Note that we use a MOVS instruction, which sets flags, even though we don’t care about the flags. That’s because the 8-bit immediate MOVS instruction has a compact 16-bit encoding, whereas the corresponding MOV instruction uses a 32-bit encoding, so switching to MOVS reduces code size.

notstring:
;   int index = stream - _iob;

    ldr     r3, =|_iob|         ; r3 = address of _iob
    subs    r4, r5, r3          ; r4 = stream - iob (byte offset)
    asrs    r0, r4, #4          ; r0 = r4 / 16 (convert to index)

We use the literal pool version of the LDR pseudo-instruction to load the address of the _iob array from the literal pool into a scratch register r3. We subtract that from the stream variable, producing the byte offset into the preserved register r4. Shifting that right by 4 is the same as dividing by 16, which produces the index into the r0 register.

;   _lock_str(index);

    bl      |_lock_str|

The r0 register is exactly where we pass the index parameter to the lock_str function, so we’re all set to call it.

;   result = _fclose_lk(stream);

    mov     r0, r5              ; r0 = stream
    bl      |_fclose_lk|        ; _fclose_lk(stream)
    mov     r6, r0              ; save result

Next comes another function call, this time to close the stream. We put the first (and only) parameter into r0 and call the function. The result comes back in r0, and we save it in r6 so we can return it when we’re done.

;   _unlock_str(index);

    asrs    r0, r4, #4          ; r0 = r4 / 16 (convert to index)
    bl      |_unlock_str|       ; _unlock_str(index)

To call _unlock_str, we recalculate the index from the byte offset (still in r4, since r4 is a preserved register) and put the index into r0 so we can call _unlock_str.

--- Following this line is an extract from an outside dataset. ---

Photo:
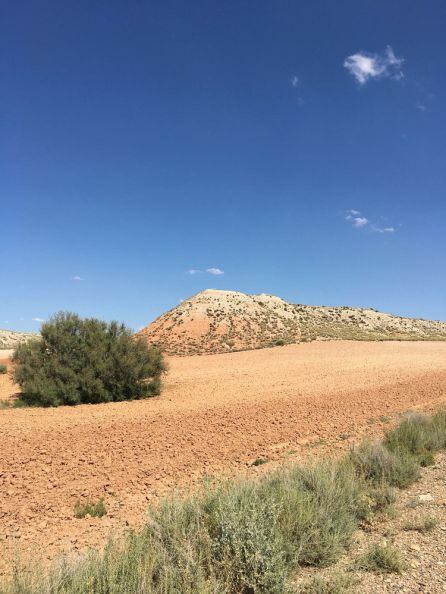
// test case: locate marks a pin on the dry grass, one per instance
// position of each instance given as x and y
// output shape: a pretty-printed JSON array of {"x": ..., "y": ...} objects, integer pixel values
[{"x": 250, "y": 536}]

It may seem odd to recalculate the index from the byte offset. Why not just save the index the first time?

The reason is that mov r0, r4 and asrs r0, r4, #4 are the same size: They both use 16-bit encoding. Recalculating the value takes the same number of code bytes as copying it, and it avoids having to save the index anywhere, thereby saving two bytes. Thanks to the barrel shifter (which the ARM is very proud of, in case you have forgotten), shifting a register is just as fast as copying it.

We now fall through to the end of the function.

done:

;   return result;

    mov     r0, r6              ; return result (r6)

The function return value goes into r0, so we copy it there from r6.

    pop     {r3-r6,r11,pc}

For this function, we can pack the the function epilogue into just one instruction: Popping r3 cleans up our local variables, popping r4 through r6 restores the saved registers, popping r11 unlinks the current stack frame from the stack frame chain, and popping the inbound return address into pc transfers control to the return address.

That’s the end of the function, but we’re not done yet!

    __debugbreak                ; recover word alignment

    dcd     |_iob|

We still have the matter of the literal pool we used in the ldr r3, =|_iob| pseudo-instruction. That pseudo-instruction turns into the instruction

    ldr     r3, [pc, #...]      ; load register from memory

where the #... is the offset to the desired literal. When you use the pc register as a base index, the value is rounded down to the nearest multiple of four, and the offset must also be a multiple of four. This means that the value must be at a word-aligned address. The unreachable __debugbreak instruction at the end of the function is just padding so that the |_iob| literal can be placed on a word boundary.

So there we have it, our whirlwind tour of the ARM processor in Thumb-2 mode. I don’t know about you, but I’m exhausted.

¹ Commenter Neil Rashbrook notes that stack space reserved by pushing the r3 register is never used. It exists only to satisfy the requirement that the stack be 8-byte aligned.